The stop loss contract you have in your first year as a self-funded plan may be a 12/12 contract. The 12’s refer to the period of months when claims are incurred and paid that are covered on the stop loss policy. In a 12/12 contract, the stop loss policy only covers claims incurred and paid in the policy year. For your second year, it’s highly recommended that you “mature” your stop loss contract to a 24/12. This type of contract will give you better financial protection due to the latency of claims processing. 

Ignoring the data or using today’s NextGen risk management strategies, a maturing stop loss contract most commonly comes with a stop loss premium rate increase of at least 20%, regardless of how your plan performed in the first year.
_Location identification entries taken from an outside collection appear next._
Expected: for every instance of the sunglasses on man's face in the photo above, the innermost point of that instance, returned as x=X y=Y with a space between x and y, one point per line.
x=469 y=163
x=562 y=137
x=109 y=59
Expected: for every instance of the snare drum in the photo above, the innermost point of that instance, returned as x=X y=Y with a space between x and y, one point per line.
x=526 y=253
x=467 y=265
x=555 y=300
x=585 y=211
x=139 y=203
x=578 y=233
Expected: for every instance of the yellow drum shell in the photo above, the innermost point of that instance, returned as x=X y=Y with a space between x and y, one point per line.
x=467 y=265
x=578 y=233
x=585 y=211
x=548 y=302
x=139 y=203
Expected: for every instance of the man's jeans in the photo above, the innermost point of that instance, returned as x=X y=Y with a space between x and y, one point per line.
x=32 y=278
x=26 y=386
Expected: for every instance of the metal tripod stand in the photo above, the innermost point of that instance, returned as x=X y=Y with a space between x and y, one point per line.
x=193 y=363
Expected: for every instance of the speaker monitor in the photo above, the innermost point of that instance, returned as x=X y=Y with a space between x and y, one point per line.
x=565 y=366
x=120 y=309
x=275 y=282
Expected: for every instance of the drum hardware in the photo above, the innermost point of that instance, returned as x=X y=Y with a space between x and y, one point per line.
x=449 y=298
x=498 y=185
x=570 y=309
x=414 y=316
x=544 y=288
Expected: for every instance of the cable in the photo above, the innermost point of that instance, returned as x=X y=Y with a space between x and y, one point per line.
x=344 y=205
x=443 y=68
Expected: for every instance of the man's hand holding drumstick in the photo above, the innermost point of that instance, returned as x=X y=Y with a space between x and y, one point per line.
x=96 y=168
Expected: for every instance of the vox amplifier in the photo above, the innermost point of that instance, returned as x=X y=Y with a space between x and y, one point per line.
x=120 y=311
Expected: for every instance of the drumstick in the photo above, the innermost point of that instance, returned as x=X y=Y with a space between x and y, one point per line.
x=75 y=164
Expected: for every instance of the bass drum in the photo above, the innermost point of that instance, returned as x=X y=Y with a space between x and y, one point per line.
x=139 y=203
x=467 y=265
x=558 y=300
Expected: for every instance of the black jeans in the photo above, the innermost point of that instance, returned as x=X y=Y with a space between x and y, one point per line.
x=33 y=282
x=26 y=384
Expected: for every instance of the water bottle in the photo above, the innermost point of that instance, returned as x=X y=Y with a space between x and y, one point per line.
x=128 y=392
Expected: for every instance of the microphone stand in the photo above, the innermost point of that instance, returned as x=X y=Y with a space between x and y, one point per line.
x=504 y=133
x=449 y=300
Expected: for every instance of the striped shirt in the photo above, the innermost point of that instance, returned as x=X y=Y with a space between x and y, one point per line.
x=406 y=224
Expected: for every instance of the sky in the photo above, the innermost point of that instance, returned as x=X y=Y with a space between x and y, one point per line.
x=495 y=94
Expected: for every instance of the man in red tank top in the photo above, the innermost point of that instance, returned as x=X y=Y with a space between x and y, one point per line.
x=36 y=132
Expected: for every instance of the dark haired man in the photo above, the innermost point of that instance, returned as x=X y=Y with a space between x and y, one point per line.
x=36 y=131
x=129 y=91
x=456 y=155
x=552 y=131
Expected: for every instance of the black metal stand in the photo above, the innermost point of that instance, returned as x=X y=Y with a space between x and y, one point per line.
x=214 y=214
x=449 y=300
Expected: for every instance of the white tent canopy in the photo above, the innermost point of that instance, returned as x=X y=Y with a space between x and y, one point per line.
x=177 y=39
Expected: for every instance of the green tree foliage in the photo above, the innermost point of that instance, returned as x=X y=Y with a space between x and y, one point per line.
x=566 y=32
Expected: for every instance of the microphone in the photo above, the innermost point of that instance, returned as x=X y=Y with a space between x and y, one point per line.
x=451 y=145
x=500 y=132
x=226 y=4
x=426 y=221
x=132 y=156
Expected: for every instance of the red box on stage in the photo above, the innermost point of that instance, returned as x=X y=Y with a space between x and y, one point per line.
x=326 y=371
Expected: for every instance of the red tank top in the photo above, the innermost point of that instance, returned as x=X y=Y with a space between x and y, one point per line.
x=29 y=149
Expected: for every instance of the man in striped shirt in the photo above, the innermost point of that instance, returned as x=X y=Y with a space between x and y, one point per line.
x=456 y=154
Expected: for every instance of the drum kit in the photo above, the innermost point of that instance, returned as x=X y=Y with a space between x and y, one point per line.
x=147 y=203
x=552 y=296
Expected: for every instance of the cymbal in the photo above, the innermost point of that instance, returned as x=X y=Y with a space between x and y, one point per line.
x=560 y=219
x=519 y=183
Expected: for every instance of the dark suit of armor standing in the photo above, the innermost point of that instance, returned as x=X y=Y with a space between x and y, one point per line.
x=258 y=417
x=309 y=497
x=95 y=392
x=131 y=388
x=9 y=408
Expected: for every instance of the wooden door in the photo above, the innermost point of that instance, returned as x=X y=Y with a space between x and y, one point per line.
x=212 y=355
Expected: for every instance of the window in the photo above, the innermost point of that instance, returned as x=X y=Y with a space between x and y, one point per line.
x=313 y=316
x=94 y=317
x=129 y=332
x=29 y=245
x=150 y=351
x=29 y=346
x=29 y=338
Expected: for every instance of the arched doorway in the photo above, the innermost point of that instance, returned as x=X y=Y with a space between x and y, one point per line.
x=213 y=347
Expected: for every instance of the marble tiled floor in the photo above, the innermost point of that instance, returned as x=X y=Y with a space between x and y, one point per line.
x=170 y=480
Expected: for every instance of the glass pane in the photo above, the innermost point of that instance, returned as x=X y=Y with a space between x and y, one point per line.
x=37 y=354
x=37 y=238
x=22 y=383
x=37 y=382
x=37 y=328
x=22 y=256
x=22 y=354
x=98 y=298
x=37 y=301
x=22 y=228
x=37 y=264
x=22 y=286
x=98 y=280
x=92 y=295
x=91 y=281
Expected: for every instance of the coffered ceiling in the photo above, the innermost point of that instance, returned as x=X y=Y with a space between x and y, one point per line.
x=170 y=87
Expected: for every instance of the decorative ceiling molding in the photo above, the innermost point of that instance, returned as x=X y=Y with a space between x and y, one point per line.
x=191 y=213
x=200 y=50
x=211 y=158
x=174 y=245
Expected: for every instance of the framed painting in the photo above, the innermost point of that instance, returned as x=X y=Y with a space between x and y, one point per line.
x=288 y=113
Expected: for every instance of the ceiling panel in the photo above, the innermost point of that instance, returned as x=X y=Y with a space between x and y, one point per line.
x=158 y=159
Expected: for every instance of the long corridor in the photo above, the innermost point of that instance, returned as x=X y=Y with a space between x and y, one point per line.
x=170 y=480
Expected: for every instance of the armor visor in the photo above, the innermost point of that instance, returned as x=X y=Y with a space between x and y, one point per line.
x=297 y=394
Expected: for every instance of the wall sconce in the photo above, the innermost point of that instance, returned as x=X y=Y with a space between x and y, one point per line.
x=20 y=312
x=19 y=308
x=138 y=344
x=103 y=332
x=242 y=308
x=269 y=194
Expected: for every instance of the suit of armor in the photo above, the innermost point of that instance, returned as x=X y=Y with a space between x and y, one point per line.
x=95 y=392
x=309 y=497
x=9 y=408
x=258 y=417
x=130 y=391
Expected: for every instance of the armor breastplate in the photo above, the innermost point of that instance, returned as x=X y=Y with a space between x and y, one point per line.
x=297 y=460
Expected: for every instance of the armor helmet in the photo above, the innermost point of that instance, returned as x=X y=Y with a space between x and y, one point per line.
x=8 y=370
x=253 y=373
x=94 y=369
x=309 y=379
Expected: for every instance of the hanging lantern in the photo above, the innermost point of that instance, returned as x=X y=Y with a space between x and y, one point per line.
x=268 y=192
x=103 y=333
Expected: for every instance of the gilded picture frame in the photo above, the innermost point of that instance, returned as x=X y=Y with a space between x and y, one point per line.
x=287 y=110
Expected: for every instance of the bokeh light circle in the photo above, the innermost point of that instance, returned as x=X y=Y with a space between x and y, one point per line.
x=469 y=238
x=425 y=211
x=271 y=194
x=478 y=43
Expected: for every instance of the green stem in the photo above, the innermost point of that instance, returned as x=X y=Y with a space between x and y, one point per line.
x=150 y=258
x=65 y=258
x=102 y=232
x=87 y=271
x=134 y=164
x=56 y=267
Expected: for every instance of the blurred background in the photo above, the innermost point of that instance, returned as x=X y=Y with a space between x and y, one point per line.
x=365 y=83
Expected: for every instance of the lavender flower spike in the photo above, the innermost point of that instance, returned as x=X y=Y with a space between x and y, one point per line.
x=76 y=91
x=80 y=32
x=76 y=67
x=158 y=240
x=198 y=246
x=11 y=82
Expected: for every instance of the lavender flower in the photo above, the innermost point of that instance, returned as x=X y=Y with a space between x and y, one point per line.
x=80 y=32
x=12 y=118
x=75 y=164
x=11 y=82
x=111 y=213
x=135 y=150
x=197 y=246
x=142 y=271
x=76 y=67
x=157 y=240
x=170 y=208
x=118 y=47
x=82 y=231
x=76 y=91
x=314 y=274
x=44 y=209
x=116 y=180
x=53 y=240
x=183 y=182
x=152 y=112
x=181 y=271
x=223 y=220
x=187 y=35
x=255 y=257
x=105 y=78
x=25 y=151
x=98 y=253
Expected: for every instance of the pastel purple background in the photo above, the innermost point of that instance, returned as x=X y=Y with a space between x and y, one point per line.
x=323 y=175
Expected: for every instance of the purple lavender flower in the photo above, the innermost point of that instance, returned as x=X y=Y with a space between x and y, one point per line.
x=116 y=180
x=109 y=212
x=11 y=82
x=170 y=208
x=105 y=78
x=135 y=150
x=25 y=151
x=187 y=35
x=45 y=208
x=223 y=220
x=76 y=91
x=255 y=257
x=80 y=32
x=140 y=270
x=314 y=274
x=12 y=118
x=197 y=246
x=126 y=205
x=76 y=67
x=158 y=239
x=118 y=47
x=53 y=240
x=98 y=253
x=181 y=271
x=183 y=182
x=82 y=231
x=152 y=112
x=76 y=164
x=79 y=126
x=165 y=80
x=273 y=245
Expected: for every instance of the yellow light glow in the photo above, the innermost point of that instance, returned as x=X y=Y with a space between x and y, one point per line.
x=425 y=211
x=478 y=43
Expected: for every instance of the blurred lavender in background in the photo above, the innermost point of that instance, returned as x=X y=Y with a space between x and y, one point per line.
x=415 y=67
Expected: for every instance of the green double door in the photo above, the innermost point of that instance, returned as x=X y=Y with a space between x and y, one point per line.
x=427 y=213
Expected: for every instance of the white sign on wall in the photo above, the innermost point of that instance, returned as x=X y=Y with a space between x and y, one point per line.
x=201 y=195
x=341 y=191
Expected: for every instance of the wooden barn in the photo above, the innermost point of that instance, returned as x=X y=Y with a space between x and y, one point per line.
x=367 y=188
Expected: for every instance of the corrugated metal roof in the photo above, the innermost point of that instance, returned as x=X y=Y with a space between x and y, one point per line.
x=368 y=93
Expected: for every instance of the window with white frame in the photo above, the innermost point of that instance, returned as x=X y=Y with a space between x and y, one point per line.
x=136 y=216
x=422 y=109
Even if your plan performed exceptionally well (low claims) during the first year, then you might see a number lower than 20%. If your plan had a rough year with high claims, you should expect to see your stop loss premiums increase by more than 20%. It’s important to have this second-year rate increase in mind and a consultant who knows how to use the tools and partner relationships to manage risk now so you’re prepared to make the financial adjustment necessary to avoid this increase in premiums.